Update from the Drafting Committee on Non-Parental Child Custody and Visitation Act

The Non-Parental Child Custody and Visitation Act drafting committee met for a fifth time on March 24-25, 2017, in Washington, DC.  This was our second drafting meeting since the first reading last summer at the ULC Annual Meeting in Stowe, Vermont.  The committee continues to focus on concerns raised on the floor, and has decided to:  1) delete the concept of de facto parenting, and 2) limit the act to suits filed by non-parents who have either acted as “consistent caretakers” or have had “substantial contact with the child and denial of contact would present a detriment” to the child.  One of the committee’s primary challenges has been to provide a structure that would allow non-parents who have not had actual care, custody and control of a child to seek court-ordered access without violating Troxel.  We continue to make progress on these issues, and look forward to further comment from the floor this summer in San Diego.

Debra Lehrmann, Chair
Drafting Committee on Non-Parental Child Custody and Visitation Act

Update from the Drafting Committee on Non-Parental Child Custody and Visitation Act

Update from the Drafting Committee to Amend UCC Articles 1, 3, and 9 in connection with a registry for electronic mortgage notes

The Committee met for a second time on March 24 and 25, 2017, in Washington, DC.  The Committee had before it a draft of federal National Mortgage Note Registry Act which would establish an electronic registry for notes secured by residential real property and a draft of proposed amendments to Articles 1,3 and 9 of the Uniform Commercial Code to modify the rules for negotiable instruments and secured transactions to accommodate electronic mortgage notes filed in the registry.

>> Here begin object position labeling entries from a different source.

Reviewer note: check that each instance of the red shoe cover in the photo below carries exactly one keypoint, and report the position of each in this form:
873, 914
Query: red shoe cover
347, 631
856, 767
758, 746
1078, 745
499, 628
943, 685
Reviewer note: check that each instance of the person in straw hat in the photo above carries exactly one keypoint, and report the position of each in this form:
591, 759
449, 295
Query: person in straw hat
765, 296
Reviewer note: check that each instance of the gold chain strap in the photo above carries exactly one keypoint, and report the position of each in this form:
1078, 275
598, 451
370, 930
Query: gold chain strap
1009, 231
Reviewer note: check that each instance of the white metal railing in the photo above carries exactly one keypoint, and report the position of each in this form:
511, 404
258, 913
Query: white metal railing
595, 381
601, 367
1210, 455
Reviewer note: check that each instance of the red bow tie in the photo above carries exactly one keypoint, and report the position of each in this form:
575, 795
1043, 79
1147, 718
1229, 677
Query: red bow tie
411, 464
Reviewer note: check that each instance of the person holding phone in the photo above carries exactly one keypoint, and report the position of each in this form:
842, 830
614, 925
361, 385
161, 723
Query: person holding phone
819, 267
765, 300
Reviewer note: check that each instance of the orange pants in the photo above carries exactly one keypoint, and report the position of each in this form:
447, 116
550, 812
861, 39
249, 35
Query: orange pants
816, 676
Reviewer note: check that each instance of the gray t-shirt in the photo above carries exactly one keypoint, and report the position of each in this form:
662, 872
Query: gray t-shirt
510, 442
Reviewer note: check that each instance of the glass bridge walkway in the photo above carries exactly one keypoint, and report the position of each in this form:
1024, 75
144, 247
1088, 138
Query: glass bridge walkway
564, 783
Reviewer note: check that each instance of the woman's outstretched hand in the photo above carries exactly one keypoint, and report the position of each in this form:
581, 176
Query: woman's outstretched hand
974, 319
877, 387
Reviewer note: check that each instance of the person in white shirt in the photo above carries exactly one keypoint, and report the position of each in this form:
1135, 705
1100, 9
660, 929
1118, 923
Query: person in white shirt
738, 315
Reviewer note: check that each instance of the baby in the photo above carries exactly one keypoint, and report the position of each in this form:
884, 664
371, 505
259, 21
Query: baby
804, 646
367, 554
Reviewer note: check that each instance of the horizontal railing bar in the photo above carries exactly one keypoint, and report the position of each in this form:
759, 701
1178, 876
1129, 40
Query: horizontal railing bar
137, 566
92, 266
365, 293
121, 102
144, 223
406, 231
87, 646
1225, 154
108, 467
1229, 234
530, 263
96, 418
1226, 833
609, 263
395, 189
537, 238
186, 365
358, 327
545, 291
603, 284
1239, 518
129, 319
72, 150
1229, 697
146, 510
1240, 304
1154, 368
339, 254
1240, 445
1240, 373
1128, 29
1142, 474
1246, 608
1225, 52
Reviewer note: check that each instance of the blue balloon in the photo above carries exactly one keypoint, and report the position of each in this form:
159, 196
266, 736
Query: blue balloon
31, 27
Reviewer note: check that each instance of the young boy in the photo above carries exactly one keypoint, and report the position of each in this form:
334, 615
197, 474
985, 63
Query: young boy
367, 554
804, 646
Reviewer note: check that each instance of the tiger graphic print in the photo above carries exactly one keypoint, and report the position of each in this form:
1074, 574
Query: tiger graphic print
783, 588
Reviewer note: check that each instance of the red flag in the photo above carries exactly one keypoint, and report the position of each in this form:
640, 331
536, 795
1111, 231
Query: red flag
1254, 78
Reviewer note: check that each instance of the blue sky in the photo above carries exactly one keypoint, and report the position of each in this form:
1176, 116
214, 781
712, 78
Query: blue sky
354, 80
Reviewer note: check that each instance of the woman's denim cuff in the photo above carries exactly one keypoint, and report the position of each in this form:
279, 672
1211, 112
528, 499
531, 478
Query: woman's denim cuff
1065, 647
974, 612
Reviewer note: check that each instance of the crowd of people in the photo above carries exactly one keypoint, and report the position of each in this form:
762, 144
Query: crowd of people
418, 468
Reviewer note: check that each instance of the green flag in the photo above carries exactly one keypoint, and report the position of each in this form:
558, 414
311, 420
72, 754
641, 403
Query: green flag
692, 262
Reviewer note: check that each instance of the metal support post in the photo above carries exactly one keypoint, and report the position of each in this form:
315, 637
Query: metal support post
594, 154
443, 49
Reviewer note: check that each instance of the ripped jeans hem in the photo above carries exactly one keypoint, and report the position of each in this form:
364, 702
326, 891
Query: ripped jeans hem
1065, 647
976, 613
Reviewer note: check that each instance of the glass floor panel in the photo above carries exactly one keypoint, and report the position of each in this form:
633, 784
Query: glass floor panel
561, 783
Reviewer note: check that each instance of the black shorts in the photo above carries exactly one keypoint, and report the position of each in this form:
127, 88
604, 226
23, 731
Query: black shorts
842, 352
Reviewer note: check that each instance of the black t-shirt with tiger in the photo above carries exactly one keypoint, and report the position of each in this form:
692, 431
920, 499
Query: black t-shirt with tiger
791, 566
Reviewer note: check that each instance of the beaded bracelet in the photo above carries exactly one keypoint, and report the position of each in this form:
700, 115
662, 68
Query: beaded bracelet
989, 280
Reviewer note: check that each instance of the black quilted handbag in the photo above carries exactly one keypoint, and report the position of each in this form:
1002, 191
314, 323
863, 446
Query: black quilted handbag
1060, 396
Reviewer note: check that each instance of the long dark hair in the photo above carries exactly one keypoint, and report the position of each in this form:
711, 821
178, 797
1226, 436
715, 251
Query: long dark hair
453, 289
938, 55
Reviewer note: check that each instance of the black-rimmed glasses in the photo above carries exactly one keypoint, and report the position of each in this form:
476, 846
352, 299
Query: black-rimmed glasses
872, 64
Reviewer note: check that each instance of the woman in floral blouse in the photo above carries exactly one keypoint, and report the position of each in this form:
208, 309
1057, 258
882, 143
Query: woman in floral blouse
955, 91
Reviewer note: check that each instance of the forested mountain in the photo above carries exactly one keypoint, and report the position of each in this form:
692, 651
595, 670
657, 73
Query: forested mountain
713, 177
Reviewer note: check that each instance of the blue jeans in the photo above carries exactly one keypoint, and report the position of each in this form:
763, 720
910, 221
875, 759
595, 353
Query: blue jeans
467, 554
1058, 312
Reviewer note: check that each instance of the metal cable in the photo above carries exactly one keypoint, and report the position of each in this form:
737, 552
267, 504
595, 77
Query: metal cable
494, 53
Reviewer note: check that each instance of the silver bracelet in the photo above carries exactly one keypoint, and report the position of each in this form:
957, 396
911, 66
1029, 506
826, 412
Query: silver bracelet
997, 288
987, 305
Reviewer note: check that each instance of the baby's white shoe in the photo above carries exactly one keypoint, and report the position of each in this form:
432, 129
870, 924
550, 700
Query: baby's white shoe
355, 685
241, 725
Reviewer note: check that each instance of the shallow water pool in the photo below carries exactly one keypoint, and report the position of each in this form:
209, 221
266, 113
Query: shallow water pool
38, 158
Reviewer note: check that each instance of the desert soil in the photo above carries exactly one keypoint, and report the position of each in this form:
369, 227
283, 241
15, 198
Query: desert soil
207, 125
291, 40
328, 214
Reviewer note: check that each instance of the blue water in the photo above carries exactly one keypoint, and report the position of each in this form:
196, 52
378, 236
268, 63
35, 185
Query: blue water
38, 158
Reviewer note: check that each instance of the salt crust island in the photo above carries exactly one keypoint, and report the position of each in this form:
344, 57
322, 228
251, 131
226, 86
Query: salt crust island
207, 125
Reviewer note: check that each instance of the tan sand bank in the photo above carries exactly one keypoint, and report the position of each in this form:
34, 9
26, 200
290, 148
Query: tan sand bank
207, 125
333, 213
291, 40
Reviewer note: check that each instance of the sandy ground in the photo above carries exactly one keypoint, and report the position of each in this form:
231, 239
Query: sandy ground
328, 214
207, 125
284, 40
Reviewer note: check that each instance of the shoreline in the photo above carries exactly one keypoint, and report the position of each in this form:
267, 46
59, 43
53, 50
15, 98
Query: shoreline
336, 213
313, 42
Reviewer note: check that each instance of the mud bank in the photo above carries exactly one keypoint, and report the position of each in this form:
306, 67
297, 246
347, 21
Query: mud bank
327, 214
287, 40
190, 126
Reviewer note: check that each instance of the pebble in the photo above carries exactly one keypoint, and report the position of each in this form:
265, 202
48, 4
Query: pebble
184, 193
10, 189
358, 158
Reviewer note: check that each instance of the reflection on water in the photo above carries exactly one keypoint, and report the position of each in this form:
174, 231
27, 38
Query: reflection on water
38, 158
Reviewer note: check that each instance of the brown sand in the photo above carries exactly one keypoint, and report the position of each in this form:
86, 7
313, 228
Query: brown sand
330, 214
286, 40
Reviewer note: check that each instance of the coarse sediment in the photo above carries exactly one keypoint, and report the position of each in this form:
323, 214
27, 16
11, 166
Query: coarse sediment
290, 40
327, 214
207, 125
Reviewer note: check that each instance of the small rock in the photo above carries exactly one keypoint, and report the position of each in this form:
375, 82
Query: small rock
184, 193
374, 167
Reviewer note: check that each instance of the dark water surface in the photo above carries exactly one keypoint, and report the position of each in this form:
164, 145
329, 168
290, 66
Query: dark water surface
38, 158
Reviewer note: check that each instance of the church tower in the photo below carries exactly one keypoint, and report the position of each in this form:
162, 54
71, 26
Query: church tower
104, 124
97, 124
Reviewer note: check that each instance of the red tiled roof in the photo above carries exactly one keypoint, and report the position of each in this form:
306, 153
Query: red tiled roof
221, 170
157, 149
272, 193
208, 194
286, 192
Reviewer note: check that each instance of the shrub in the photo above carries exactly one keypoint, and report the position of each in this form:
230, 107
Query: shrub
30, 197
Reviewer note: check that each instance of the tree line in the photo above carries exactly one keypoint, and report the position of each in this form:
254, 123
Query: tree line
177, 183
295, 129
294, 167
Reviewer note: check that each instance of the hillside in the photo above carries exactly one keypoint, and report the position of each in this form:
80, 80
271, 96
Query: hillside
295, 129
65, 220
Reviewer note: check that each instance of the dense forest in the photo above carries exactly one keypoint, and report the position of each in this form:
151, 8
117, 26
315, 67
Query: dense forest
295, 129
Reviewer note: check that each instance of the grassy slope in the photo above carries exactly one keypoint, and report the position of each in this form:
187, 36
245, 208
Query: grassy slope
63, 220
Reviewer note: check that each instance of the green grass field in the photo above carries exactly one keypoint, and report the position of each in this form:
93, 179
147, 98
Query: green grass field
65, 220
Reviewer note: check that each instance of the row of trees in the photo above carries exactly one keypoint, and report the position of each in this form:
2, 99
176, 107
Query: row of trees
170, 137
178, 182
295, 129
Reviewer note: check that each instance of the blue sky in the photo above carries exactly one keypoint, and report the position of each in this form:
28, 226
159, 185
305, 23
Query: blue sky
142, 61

The current draft of the amendments provides for a number of changes to the Official Text of the Uniform Commercial Code:

Article 1

  • The term “holder” is to include a person who has submitted a negotiable or transferable record to the repository system that converts to an electronic mortgage note (EMN).

Article 3

  • The term “negotiable instrument” includes an EMN.
  • A transfer of an EMN in the records of the repository system is a “negotiation” and “indorsement”.  An indorsement other than a general one needs to be evidenced by the records of the repository operator.
  • The registrant in the repository system is the person entitled to enforce the instrument.
  • A record of discharge in the repository system is a notice is discharge for holder in due course status.
  • If the legacy submission to the repository system was not a negotiable instrument or transferrable record, there can be no holder in due course of the EMN.
  • A record of an EMN certified by the repository system showing the plaintiff as the registrant evidences the plaintiff’s right to enforce the EMN.
  • An instrument converted to an EMN and later destroyed under the system rules is not a lost or destroyed note for purposes of 3-309 and does not discharge the obligor.
  • No presentment or notice of dishonor is required for the EMN.

Article 8

  • An EMN is not a security but may be a financial asset if held in a securities account.

Article 9

  • An EMN is located in DC for purposes of the Article 9 choice-of-law rules.
  • New 9-313A gives a secured party who is a “registrant” or an “authorized  transferor” of an EMN (with the registrant waiving the right to transfer the EMN)  “possession” of the EMN  for purposes of Article 9 with the same priority as possession of a paper negotiable instrument.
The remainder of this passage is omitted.